This dynamic has a distinct geo-economical and geopolitical flavor. The “governance overhead” stemming from regulatory requirements seen as a drag on relative economic competitiveness. And the unbalanced distribution of AI companies has triggered accusations of protectionism. We have witnessed several efforts to coordinate governance regimes and mutually recognize rules, which would integrate markets for artificial intelligence products and manage regulatory interdependence.

But fundamental questions loom in the background: how has the dominant regulatory framework emerged in the first place, in particular the emphasis on risk-based regulation? After all, governance arrangements are social practices that reflect underlying institutional constraints, politico-economic interests, and constitutive ideas. Once embraced, these arrangements constrain policymakers, shaping the direction of technological development, and technologies’ impact on contemporary socio-economic arrangements. Hence, the governance arrangements that have emerged warrant explanation.

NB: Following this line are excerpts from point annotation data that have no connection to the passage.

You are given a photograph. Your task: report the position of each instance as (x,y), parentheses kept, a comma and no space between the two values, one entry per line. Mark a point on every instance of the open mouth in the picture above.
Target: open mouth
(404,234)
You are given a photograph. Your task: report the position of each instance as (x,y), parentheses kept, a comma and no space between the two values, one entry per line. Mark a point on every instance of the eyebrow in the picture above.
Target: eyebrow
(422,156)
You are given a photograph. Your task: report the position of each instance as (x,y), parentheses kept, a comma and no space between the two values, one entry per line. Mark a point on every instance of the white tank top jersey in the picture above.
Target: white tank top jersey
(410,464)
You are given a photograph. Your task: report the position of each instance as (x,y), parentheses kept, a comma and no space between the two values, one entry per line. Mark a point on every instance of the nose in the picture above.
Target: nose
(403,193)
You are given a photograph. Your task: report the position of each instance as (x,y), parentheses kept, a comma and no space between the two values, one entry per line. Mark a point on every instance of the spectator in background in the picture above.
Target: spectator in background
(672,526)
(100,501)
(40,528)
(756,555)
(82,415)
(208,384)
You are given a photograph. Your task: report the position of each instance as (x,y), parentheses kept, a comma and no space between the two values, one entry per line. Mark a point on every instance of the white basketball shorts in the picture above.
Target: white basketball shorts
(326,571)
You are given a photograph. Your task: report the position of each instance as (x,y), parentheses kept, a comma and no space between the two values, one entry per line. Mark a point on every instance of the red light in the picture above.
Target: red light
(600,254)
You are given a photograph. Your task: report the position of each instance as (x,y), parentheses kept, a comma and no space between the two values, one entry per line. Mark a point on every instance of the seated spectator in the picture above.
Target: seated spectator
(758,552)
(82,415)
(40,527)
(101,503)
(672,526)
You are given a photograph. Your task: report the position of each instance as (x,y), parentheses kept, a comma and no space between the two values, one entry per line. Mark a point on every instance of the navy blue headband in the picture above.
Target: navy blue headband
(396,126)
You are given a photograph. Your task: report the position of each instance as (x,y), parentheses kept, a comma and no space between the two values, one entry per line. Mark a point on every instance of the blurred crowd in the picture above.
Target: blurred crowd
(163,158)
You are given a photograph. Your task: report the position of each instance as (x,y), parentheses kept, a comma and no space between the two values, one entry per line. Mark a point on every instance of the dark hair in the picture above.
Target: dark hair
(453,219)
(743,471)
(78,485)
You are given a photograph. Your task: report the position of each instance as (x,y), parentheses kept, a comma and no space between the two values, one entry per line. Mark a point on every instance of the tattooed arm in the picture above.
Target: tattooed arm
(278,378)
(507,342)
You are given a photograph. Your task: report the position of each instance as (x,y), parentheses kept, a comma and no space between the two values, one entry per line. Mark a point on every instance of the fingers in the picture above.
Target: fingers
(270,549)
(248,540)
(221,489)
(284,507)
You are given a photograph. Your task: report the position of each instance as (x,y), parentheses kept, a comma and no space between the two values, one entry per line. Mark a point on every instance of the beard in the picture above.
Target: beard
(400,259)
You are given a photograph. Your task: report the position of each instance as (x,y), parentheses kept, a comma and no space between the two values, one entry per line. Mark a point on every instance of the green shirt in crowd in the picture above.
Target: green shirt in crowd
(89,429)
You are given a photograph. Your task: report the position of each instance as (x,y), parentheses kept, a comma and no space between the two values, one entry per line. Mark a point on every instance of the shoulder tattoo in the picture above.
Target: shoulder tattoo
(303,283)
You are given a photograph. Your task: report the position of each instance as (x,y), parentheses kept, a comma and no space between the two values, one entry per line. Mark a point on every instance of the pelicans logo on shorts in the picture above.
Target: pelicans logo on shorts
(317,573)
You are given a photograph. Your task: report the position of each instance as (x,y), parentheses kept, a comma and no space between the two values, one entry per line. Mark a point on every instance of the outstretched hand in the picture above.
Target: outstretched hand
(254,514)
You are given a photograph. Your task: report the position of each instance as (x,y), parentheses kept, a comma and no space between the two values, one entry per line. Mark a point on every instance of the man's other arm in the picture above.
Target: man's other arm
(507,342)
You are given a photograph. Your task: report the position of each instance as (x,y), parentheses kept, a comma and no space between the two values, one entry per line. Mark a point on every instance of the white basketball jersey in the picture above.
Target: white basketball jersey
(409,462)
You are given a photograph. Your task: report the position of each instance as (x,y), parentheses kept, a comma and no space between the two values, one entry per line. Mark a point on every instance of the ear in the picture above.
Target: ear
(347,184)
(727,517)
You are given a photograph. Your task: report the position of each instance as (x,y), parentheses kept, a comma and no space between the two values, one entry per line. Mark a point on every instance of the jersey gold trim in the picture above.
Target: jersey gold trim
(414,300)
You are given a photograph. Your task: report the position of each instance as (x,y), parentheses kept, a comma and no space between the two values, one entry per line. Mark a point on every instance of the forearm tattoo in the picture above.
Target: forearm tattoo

By investigating the social context and historical trajectories that underpin contemporary transatlantic AI governance this subproject provides nuanced explanations to the emerging AI governance regime, and it helps us anticipate future developments. Outlining the limits and nature of the regulatory space in which the EU and the USA operate, it offers nuanced analyzes of the drivers behind future regulatory initiatives.

Moreover, it reveals the social considerations and dilemmas so far left ungoverned. What kind of societal transformations do they actually shape?  Who benefits from it? What are the distributive effects of this particular approach to AI governance? And what does all of this tell about the relationship between technology and contemporary societies?